O médico já havia envergonhado Trump ao dizer que o governo americano deveria ter agido mais cedo contra a pandemia. Agora, ele expõe uma realidade que muitos líderes tentam esconder: não há como voltar à normalidade se não houver exames em massa para acompanhar o contágio e isolar doentes.
No Brasil, Jair Bolsonaro ainda precisa de uma dose dupla de vergonha. O presidente insiste em retomar a atividade econômica na marra e diz, talvez com base no próprio achismo, que “está começando a ir embora essa questão do vírus”.
Bolsonaro gostaria de lançar o país numa espécie de roleta russa. Sem testes suficientes para detectar o coronavírus, será impossível identificar individualmente os trabalhadores contaminados, que transmitirão o vírus a outras pessoas. Para piorar, o presidente se aproveita da subnotificação de casos para fazer propaganda enganosa do fim da epidemia.
Especialistas alertam há semanas que o número de infectados e de mortes provocadas pela Covid-19 são mais altos do que os confirmados pelas autoridades. Só em São Paulo, havia uma fila de mais de 15 mil testes sem resposta. Os números oficiais de vítimas já são alarmantes, mas podem ser muito maiores.

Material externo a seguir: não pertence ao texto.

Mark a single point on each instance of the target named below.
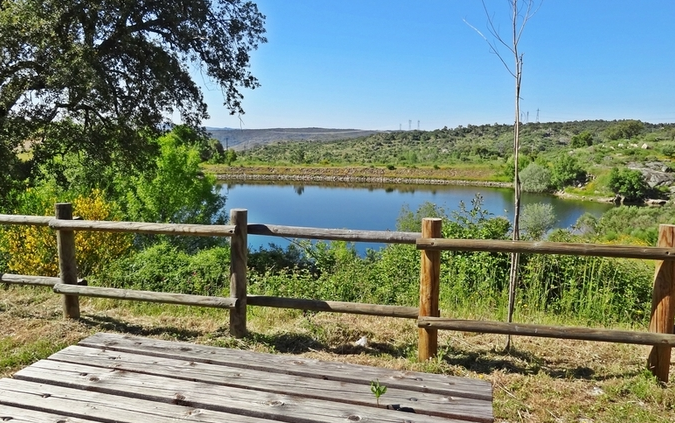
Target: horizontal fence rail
(541, 247)
(561, 332)
(149, 296)
(334, 234)
(49, 281)
(427, 314)
(334, 306)
(143, 228)
(11, 219)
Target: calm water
(374, 208)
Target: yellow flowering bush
(32, 249)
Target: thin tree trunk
(515, 257)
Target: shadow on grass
(521, 362)
(105, 323)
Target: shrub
(32, 249)
(537, 219)
(165, 268)
(535, 178)
(628, 183)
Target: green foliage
(567, 171)
(164, 268)
(625, 129)
(97, 78)
(176, 191)
(537, 219)
(628, 183)
(631, 223)
(598, 289)
(536, 178)
(584, 139)
(378, 390)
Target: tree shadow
(105, 323)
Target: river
(372, 207)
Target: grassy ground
(543, 380)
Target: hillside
(241, 139)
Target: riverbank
(408, 176)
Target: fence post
(663, 305)
(65, 241)
(238, 265)
(430, 270)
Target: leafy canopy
(100, 77)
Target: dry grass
(542, 380)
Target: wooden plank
(562, 332)
(244, 402)
(149, 296)
(351, 393)
(144, 228)
(238, 269)
(299, 366)
(541, 247)
(663, 306)
(100, 407)
(29, 280)
(17, 219)
(23, 415)
(65, 241)
(430, 271)
(334, 234)
(334, 306)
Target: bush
(628, 183)
(535, 178)
(567, 171)
(32, 250)
(165, 268)
(537, 219)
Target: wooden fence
(660, 334)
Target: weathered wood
(18, 219)
(238, 269)
(22, 415)
(298, 366)
(334, 234)
(663, 306)
(104, 407)
(541, 247)
(237, 401)
(310, 387)
(144, 228)
(149, 296)
(561, 332)
(65, 241)
(29, 280)
(430, 271)
(333, 306)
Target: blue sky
(380, 64)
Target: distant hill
(243, 139)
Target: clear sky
(369, 64)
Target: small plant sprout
(377, 390)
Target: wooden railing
(660, 334)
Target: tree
(521, 12)
(581, 140)
(101, 76)
(567, 171)
(537, 219)
(536, 178)
(625, 129)
(628, 183)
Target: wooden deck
(121, 378)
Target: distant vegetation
(572, 156)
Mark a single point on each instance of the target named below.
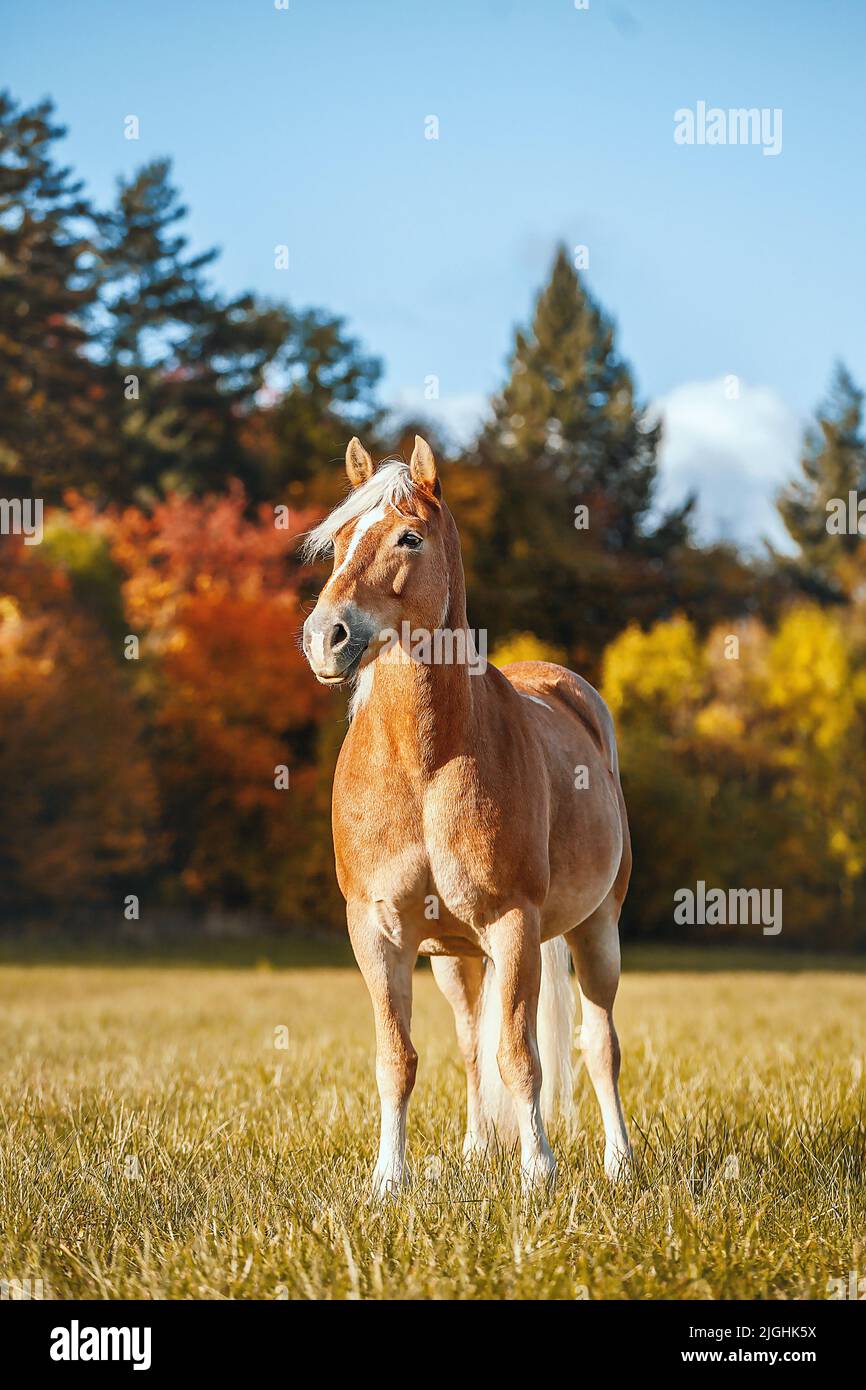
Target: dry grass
(153, 1143)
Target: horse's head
(394, 552)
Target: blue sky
(306, 127)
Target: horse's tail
(555, 1045)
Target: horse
(478, 819)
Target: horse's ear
(359, 464)
(423, 467)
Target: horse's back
(558, 687)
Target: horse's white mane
(389, 485)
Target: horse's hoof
(540, 1175)
(476, 1148)
(387, 1184)
(617, 1164)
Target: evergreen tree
(833, 464)
(185, 364)
(49, 389)
(566, 435)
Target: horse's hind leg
(515, 944)
(595, 948)
(460, 980)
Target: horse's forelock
(389, 484)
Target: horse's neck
(424, 712)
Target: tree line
(167, 427)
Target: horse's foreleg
(595, 947)
(387, 972)
(515, 944)
(460, 980)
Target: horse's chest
(419, 851)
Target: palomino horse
(477, 819)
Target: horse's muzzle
(334, 641)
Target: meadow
(171, 1129)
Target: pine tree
(49, 282)
(831, 560)
(569, 435)
(185, 364)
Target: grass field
(156, 1143)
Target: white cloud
(733, 453)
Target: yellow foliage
(662, 667)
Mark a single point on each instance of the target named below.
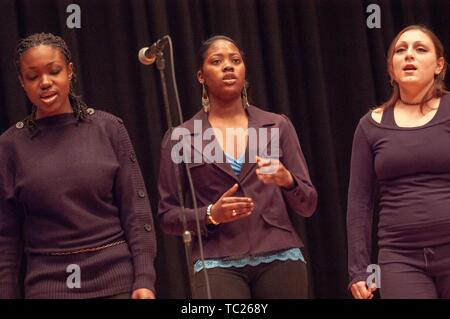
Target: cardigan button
(141, 194)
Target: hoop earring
(205, 99)
(244, 98)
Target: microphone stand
(187, 236)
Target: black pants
(420, 273)
(278, 279)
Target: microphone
(147, 55)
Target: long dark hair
(438, 87)
(34, 40)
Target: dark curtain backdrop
(315, 61)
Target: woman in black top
(401, 146)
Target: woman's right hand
(361, 291)
(228, 208)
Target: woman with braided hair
(72, 196)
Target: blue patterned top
(236, 164)
(290, 254)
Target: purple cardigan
(268, 228)
(70, 187)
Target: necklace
(414, 103)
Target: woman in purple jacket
(401, 146)
(71, 191)
(251, 249)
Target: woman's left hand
(272, 171)
(143, 293)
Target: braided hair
(34, 40)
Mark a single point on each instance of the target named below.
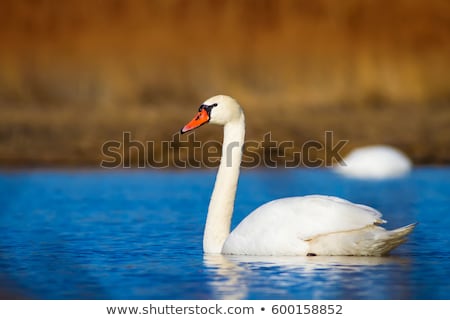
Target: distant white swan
(311, 225)
(375, 162)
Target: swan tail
(369, 241)
(393, 239)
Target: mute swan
(375, 162)
(310, 225)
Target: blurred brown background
(76, 73)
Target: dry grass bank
(75, 74)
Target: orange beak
(201, 118)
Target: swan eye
(207, 107)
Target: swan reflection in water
(300, 277)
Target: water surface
(137, 234)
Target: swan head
(219, 109)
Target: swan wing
(284, 226)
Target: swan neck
(221, 206)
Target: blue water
(137, 234)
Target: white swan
(375, 162)
(311, 225)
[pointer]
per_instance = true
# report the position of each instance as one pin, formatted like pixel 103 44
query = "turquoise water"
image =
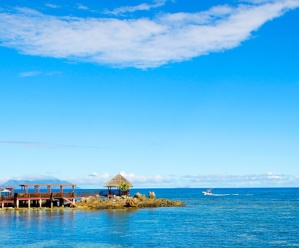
pixel 231 218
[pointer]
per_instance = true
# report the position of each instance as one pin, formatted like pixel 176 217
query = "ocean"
pixel 249 217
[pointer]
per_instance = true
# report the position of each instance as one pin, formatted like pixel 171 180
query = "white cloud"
pixel 143 6
pixel 141 43
pixel 53 6
pixel 255 180
pixel 29 74
pixel 80 6
pixel 94 174
pixel 43 145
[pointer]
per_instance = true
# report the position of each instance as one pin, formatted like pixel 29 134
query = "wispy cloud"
pixel 29 74
pixel 53 6
pixel 130 9
pixel 254 180
pixel 141 43
pixel 38 73
pixel 200 181
pixel 83 7
pixel 97 180
pixel 43 145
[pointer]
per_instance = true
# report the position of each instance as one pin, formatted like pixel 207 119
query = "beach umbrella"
pixel 5 191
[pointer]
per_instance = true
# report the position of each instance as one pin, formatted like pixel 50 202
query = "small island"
pixel 125 202
pixel 117 196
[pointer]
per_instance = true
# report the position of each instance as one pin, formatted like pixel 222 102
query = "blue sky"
pixel 170 93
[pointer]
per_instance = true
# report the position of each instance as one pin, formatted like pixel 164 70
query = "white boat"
pixel 208 192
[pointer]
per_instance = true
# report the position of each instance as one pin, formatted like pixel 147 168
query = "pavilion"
pixel 114 183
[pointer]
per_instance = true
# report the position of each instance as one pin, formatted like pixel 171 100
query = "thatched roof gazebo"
pixel 115 182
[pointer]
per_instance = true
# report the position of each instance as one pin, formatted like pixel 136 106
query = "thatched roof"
pixel 117 180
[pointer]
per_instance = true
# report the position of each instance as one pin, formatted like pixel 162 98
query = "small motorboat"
pixel 208 192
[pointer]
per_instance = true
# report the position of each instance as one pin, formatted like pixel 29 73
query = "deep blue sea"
pixel 251 217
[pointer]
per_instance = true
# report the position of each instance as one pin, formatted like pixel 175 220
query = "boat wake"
pixel 212 194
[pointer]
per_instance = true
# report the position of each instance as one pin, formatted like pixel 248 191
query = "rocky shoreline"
pixel 124 202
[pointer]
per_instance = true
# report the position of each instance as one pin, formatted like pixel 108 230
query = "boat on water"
pixel 208 192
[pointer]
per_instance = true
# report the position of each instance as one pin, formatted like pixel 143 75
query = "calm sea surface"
pixel 231 218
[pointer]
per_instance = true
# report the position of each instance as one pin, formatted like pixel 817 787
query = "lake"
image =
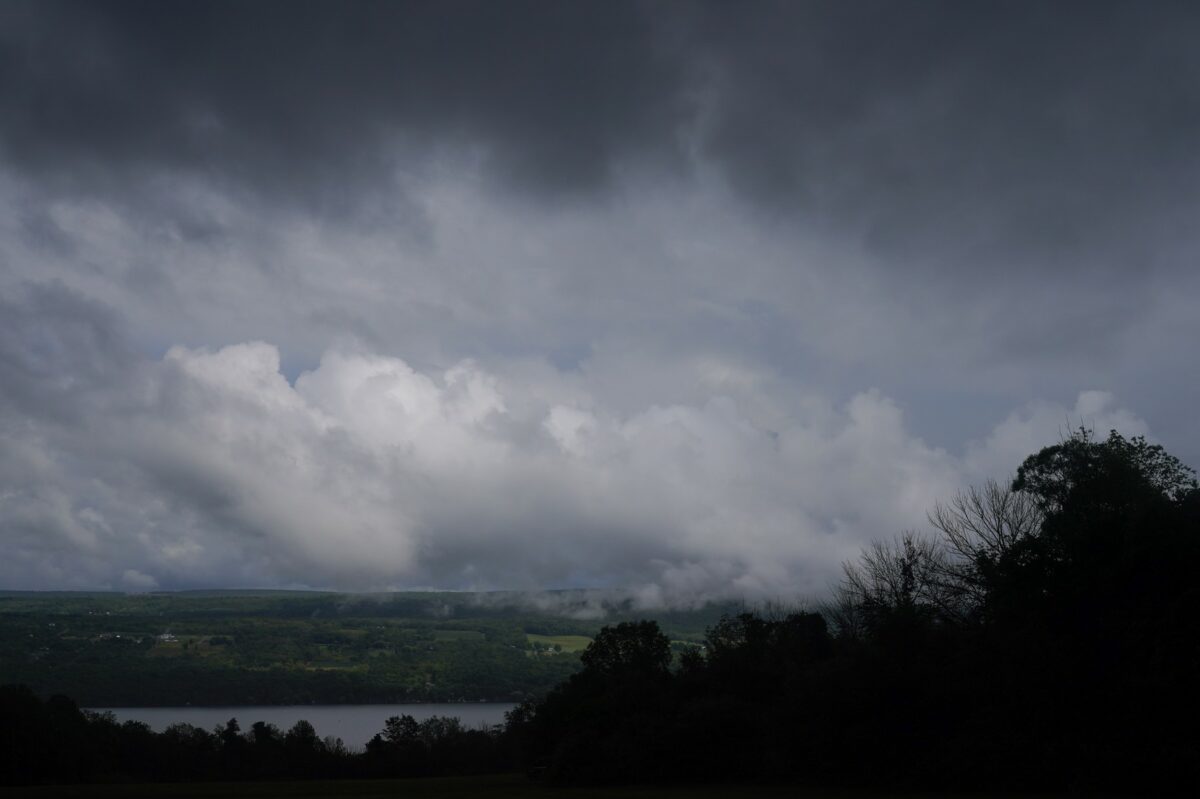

A incerteza sobre o alcance real da doença favorece a campanha fantasiosa do presidente, que até hoje debocha do vírus. A subnotificação pode ampliar a falsa sensação de que a crise não é tão grave e de que o isolamento é desnecessário.
Com um número ínfimo de testes realizados, talvez o país só conheça a dimensão exata da pandemia tarde demais, quando decisões erradas aumentarem o desastre. No escuro, até Bolsonaro pode parecer ter razão.